Publié le mardi 29 novembre 2016 , mis à jour le vendredi 2 décembre 2016

Source : www.presse.justice.gouv.fr

Auteur : Jean-Jacques URVOAS, Garde des Sceaux, Ministre de la Justice

Date : Mardi 29 novembre 2016

Lieu : Ecole Militaire

« Je suis heureux de pouvoir m’exprimer ce matin devant vous, en tant que membre de l’exécutif et garde des Sceaux.

Mais aussi, en tant qu’ancien député.

J’étais en effet, en 2010 et 2011, le responsable pour mon groupe des deux projets de loi organique et ordinaire qui avaient donné naissance à cette nouvelle autorité constitutionnelle.

La 1ère lecture avait eu lieu au Sénat en juin 2010, nous l’avions étudié à l’Assemblée en janvier 2011, puis une 2nd lecture en février avant une commission mixte paritaire (CMP) conclusive le 9 mars 2011 et une lecture définitive le 15 mars.

Ce fut donc un long parcours parlementaire conduit sous la responsabilité éclairée de Pierre MOREL-A-L’HUISSIER, qui est présent aujourd’hui, et qui fut le rapporteur de cette loi.

Comme j’avais – déjà à l’époque – souligné son ouverture et la sincérité de la démarche, je n’ai évidemment nulle hésitation, aujourd’hui, à réitérer mes compliments sur la manière, dont il avait conduit le travail de l’Assemblée.

Reste que mon groupe n’avait pu voter le texte issu de la CMP.

Alors même que lors de la révision constitutionnelle de 2008 nous avions approuvé l’art. 71-1 qui donnait, pour la 1ère fois depuis 1958 naissance à une nouvelle autorité constitutionnelle : le Défenseur des droits.

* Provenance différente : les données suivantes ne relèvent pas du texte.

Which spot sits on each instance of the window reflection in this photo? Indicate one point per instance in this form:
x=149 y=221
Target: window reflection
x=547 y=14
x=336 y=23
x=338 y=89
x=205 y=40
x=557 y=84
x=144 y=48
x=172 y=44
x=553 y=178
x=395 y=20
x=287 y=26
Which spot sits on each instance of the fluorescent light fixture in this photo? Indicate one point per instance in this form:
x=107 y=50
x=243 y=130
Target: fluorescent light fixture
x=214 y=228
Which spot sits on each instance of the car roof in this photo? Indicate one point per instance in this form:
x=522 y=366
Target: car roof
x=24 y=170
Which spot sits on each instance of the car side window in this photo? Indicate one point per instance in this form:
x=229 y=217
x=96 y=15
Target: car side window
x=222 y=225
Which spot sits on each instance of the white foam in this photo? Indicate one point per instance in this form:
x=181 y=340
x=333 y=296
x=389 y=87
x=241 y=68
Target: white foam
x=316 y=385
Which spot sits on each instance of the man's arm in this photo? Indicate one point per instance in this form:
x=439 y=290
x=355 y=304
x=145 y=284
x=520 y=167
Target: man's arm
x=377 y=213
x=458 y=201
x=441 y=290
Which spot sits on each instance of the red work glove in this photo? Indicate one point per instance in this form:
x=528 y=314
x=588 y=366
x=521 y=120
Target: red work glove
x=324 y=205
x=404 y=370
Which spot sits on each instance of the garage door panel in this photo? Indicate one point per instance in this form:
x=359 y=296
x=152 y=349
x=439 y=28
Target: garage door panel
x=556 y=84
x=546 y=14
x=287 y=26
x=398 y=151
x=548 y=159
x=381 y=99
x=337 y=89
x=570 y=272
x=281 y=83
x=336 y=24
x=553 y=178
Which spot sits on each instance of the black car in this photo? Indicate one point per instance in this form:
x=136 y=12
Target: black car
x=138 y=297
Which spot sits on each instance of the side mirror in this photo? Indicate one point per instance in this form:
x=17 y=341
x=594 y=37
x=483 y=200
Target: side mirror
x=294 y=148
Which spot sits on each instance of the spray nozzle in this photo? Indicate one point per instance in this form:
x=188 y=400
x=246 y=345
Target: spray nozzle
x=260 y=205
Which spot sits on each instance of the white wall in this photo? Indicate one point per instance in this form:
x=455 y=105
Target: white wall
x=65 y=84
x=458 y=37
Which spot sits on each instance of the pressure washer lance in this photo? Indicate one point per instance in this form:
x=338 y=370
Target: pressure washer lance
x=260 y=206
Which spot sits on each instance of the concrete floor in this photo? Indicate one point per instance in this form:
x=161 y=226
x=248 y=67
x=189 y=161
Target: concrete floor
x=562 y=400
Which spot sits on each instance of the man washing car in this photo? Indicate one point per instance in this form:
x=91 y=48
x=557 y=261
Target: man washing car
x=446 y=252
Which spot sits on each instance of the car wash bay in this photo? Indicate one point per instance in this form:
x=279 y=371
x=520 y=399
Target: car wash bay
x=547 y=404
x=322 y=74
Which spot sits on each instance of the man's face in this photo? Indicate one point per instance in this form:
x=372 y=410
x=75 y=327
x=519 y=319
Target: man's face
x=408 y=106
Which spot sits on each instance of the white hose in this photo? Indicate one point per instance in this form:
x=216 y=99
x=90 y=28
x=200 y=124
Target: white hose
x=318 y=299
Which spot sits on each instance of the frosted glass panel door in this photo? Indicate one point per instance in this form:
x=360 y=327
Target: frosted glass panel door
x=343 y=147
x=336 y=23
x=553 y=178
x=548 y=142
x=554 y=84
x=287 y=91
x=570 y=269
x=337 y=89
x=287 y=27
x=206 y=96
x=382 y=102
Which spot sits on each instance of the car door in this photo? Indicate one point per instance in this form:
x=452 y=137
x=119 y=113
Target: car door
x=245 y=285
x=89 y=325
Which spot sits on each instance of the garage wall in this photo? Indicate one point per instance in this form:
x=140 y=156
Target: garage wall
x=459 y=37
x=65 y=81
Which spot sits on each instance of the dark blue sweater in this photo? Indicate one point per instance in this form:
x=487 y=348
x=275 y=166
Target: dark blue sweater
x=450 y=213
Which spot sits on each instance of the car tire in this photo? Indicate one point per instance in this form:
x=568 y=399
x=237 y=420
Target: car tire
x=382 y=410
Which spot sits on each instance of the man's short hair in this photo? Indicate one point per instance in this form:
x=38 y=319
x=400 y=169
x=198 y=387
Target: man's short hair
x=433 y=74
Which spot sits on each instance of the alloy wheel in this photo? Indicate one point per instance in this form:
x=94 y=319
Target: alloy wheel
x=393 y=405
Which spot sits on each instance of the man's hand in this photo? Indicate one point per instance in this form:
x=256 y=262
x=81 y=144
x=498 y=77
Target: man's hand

Nous étions en effet déçus de quelques dispositions et avions alors considéré que la naissance de ce Défenseur des droits (DDD) en 2008 ne tenait pas, sur le papier, toutes ses promesses.

C’est pour l’essentiel, le mode de nomination qui nous avait heurté.

Le comité BALLADUR avait suggéré une élection au 3/5 par l’Assemblée nationale sur le modèle du Défenseur du Peuple espagnol.

Le Gouvernement de François FILLON avait retenu une nomination par le Président de la République avec une capacité – très relative – d’opposition du Parlement.

Cela nous était apparu comme un manque d’audace et nous avions alors indiqué notre crainte de voir le DDD se considéré comme un « obligé du pouvoir ».

L’expérience a dissipé nos inquiétudes.

Les deux titulaires de la fonction, par leurs personnalités, ont déterminé une trajectoire positive de l’institution.

Par les choix faits, par les pratiques engagées, Dominique Baudis puis Jacques Toubon (depuis juillet 2014) ont su installer cette nouvelle institution et lui donner une autorité dont chacun peut se féliciter.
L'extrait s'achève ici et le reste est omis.